CPNE media training: Disaster reporting lacks investigation, says expert

Noreen Haider believes that reporters don't dig into the matter for the actual cause of disaster


Our Correspondent November 19, 2014
CPNE media training: Disaster reporting lacks investigation, says expert

KARACHI: Politicians look for the next elections not the next generation in the development process and, to make matters worse, reporters cannot care any less, said reporter and expert on disaster reporting Noreen Haider on Wednesday.

"We just want to complete megaprojects like the metro bus service in Lahore in a record time period," she said, adding that the government did not care to check the quality of material that is used to construct such projects. On top of that, she said, no reporter bothers to investigate into such issues.



She was addressing the journalists on the third day of a media training programme co-organised by the Council of Pakistan Newspaper Editors (CPNE) and the United Nations Development Program (UNDP) on Wednesday. The session was titled 'Development and Disaster Reporting: Concepts and Methodologies'.

Talking about 'disaster reporting', Haider spoke about how little investigation is conducted when a calamity takes place.
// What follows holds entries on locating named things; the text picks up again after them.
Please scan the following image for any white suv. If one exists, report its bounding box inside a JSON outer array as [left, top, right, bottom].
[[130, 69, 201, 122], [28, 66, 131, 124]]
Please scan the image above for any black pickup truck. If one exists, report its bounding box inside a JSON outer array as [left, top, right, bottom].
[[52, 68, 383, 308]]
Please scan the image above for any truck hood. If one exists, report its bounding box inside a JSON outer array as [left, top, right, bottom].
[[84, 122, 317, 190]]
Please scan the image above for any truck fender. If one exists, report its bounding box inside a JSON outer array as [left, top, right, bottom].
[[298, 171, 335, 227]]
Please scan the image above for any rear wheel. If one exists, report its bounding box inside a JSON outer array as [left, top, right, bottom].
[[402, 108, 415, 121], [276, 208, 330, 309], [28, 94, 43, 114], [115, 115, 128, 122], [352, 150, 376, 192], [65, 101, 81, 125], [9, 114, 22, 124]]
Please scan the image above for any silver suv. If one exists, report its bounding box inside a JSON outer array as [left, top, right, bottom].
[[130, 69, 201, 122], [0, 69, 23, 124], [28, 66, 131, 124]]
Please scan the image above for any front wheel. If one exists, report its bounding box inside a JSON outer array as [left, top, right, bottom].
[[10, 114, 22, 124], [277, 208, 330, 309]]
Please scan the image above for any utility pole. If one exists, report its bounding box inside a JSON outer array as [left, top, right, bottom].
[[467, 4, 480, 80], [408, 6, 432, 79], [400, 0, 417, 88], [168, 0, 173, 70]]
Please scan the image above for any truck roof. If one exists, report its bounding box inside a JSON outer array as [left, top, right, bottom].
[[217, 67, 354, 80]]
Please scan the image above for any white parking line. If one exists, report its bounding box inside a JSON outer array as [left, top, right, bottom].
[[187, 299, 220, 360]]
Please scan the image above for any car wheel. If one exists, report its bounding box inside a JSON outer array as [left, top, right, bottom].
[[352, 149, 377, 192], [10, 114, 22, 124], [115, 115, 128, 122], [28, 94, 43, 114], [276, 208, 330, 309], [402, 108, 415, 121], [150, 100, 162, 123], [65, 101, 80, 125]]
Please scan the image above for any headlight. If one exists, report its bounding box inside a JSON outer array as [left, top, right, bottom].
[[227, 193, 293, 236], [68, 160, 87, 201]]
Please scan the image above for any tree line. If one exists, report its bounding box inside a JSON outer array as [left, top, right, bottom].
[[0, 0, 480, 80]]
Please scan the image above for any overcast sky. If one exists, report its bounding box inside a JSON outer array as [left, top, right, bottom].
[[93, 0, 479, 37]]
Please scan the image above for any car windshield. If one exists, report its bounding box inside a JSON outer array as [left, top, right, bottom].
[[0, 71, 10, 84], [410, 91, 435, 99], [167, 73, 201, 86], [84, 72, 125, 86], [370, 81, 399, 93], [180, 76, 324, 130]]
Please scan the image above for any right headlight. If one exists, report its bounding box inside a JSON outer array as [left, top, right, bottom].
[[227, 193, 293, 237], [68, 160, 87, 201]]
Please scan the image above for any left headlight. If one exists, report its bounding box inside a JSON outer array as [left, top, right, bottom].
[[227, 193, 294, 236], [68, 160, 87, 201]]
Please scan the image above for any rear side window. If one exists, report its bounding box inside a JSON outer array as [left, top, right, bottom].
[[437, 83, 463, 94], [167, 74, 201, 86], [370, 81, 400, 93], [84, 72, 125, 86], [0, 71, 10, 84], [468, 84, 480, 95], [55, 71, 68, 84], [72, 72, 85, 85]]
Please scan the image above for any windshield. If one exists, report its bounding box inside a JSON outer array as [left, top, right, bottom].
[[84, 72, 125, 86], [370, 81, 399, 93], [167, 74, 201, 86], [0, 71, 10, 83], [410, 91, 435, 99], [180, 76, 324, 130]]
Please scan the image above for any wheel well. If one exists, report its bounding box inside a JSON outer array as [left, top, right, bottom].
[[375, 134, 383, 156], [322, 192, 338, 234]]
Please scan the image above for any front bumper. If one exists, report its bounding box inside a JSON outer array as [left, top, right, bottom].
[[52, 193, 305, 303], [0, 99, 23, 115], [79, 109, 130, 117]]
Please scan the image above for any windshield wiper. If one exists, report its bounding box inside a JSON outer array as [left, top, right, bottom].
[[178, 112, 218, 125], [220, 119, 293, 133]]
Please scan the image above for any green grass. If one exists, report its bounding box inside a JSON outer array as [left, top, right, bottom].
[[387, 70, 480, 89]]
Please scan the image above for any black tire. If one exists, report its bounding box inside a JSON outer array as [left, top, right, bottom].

This results in a free pass for the politicians whose mismanagement of disasters and calamities goes ignored.

Haider was of the view that hazards turn into disasters due to lack of planning. This is something that journalists do not dig into and it goes unreported. "Reporters just copy and paste each other's stories," she said. "They don't dig into for the actual cause of the disaster."

She cited the earthquake of October 8, 2005, as an example of recklessness on the part of planners. "The earthquake did not kill the people," she said. "The construction on the sloppy mountains did." Referring to the massive death toll, she lamented how the construction of walls that were not integrated with each other went ignored. It was because of these walls that the roofs collapsed and resulted in the tragic deaths of as many as 70,000 people, she said. Yet, no journalist cared to look into the matter.

Speaking of today's concerns, Haider mentioned the alarming levels of contamination in the river water. "Ravi has become a sewage dump", she said. "After the Shahdara district in the northern suburb of Lahore, the river water turns black because of toxic chemicals and arsenic waste product that is fatal for human consumption."

According to Haider, when this water gets supplied for irrigation it becomes a slow-moving disaster for the society. "Unfortunately, reporters and editors remain asleep until a disaster takes several lives."

Calling the floods and droughts the major natural hazards of Pakistan, Haider reflected on how unfortunate it is that half of the year, people of Sindh, Punjab and Khyber-Pakhtunkhwa kept drowning in floods and during the other half, these same provinces crave for water.

This, again, is because the politicians did not manage our river system properly and the journalists chose to continue ignoring.


Published in The Express Tribune, November 20th, 2014.